Skip site navigation (1)Skip section navigation (2)
Date:      Thu, 03 Jan 2008 10:52:35 -0800
From:      Julian Elischer <julian@elischer.org>
To:        Vadim Goncharov <vadimnuclight@tpu.ru>
Cc:        arch@freebsd.org, Ivo Vachkov <ivo.vachkov@gmail.com>, Robert Watson <rwatson@freebsd.org>, Qing Li <qingli@freebsd.org>, FreeBSD Net <freebsd-net@freebsd.org>
Subject:   Re: resend: multiple routing table roadmap (format fix)
Message-ID:  <477D2EF3.2060909@elischer.org>
In-Reply-To: <opt4c0imk24fjv08@nuclight.avtf.net>
References:  <4772F123.5030303@elischer.org>	<f85d6aa70712261728h331eadb8p205d350dc7fb7f4c@mail.gmail.com>	<477416CC.4090906@elischer.org> <opt4c0imk24fjv08@nuclight.avtf.net>

next in thread | previous in thread | raw e-mail | index | archive | help
Vadim Goncharov wrote:
> 28.12.07 @ 03:19 Julian Elischer wrote:
> 
>> By the way, I might add that in the 6.x compat. version I may end up
>> limiting the feature to 8 tables.
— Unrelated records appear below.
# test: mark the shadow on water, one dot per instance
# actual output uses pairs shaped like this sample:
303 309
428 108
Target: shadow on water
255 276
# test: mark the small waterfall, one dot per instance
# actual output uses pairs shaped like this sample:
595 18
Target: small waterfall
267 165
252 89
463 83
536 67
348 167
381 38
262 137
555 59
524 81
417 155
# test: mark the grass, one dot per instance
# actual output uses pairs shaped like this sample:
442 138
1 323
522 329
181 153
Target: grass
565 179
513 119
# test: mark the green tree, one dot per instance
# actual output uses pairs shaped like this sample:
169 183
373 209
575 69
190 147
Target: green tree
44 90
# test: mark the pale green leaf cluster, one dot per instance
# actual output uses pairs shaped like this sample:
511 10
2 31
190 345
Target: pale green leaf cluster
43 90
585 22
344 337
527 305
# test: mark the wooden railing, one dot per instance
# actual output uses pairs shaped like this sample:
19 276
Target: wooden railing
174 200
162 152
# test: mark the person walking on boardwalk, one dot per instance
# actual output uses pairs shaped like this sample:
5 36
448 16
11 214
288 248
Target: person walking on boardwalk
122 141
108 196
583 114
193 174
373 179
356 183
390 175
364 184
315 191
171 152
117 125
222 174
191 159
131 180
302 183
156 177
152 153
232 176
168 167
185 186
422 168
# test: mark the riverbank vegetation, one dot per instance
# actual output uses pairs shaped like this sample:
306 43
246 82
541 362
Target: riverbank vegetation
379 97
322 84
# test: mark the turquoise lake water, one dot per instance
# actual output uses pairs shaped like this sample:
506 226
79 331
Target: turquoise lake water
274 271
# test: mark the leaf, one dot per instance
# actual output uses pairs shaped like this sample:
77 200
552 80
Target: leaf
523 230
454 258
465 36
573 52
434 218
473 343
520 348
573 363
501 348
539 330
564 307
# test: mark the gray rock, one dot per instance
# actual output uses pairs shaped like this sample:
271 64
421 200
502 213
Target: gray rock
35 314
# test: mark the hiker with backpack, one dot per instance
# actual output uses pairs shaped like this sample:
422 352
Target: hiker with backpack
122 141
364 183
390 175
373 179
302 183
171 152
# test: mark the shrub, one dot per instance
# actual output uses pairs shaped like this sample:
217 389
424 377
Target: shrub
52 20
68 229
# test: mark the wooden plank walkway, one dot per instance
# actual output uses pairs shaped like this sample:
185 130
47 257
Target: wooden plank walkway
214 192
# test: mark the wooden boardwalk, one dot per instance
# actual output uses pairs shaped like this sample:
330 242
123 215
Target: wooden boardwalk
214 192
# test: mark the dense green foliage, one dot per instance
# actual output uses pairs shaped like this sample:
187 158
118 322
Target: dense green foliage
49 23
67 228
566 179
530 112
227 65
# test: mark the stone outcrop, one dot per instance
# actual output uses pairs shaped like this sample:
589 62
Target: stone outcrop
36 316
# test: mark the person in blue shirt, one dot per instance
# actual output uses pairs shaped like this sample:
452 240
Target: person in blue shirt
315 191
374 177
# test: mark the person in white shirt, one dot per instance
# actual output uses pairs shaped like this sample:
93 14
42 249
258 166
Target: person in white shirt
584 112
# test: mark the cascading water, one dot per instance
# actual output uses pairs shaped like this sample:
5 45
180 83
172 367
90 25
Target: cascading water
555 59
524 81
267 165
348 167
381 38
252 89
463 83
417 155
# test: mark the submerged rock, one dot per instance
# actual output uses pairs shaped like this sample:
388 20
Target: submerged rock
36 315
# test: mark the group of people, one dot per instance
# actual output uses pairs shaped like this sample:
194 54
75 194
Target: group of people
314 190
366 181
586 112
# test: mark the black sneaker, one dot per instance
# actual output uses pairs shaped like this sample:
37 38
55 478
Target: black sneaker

This is because I need to store some
>> stuff in an efficient way in the mbuf, and in a compatible manner this 
>> is easiest done by stealing the top 4 bits in the mbuf dlags word
>> and defining them as:
>>
>>   #define M_HAVEFIB    0x10000000
>>   #define M_FIBMASK    0x07
>>   #define M_FIBNUM    0xe0000000
>>   #define M_FIBSHIFT    29
>>   #define m_getfib(_m, _default) ((m->m_flags & M_HAVE_FIBNUM) ? 
>> ((m->m_flags >> M_FIBSHIFT) & M_FIBMASK) : _default)
>>   #M_SETFIB(_m, _fib) do { \
>>     _m->m_flags &= ~M_FIBNUM; \
>>     _m->m_flags |= (M_HAVEFIB|((_fib & M_FIBMASK) << M_FIBSHIFT));\
>> } while (0)
>>
>> This then becomes very easy to change to use a tag or
>> whatever is needed in later versions , and the number can
>> be expanded past 8 predefined  FIBs at that time..
> 
> If you want it to be a tag, why spent bits in m_flags and not just do it 
> as a tag at once? Or it is supposed to completely throw away 6.x 
> (possibly 7.x too) implementation in favor of right thing in 8.0 ?

basically yes..

I'm looking at just doing tags to start with, but haven't done it 
yet.. I'm looking for a good bit of tag code to copy :-)

> 
>>>> This brings us as to how the correct FIB is selected for an outgoing
>>>> IPV4 packet.
>>>>
>>>> Packets fall into one of a number of classes.
>>>> 1/ locally generated packets, coming from a socket/PCB.
>>>>     Such packets select a FIB from a number associated with the
>>>>     socket/PCB. This in turn is inherited from the process,
>>>>     but can be changed by a socket option. The process in turn
>>>>     inherits it on fork. I have written a utility call setfib
>>>>     that acts a bit like nice..
>>>>
>>>>         setfib -n 3 ping target.example.com # will use fib 3 for ping.
> 
> Pretty cool!

or, (and I've done this)

  setfib 3 /bin/sh

now by default everythign you do uses table 3.
or even

setfib 3 jail {blah}

and all the procs in the jail use table 3. You also need to do
setfib 3 jexec xxx
for extra processes you add to the jail afterwards.

> 
>>>> 2/ packets received on an interface for forwarding.
>>>>     By default these packets would use table 0,
>>>>     (or possibly a number settable in a sysctl(not yet)).
>>>>     but prior to routing the firewall can inspect them (see below).
>>>>
>>>> 3/ packets inspected by a packet classifier, which can arbitrarily
>>>>     associate a fib with it on a packet by packet basis.
>>>>     A fib assigned to a packet by a packet classifier
>>>>     (such as ipfw) would over-ride a fib associated by
>>>>     a more default source. (such as cases 1 or 2).
> 
> Sounds good. I like idea to do routing decisions in firewall, to not 
> double kernel code and userspace utilities, like in Linux' iproute2 
> (which, however, still have a few parameters and relies on firewall 
> marks for others). However, there are some cases, I think, where it 
> could be done outisde firewall. For example, make an ifconfig option to 
> use a specific FIB as a default for all packets outgoing from this 
> interface's address. But here arises another related question - Linux 
> allows to select a specific src IP based on a routing table entry - 
> destination address (thoughts about pf reply-to/route-ro, huh).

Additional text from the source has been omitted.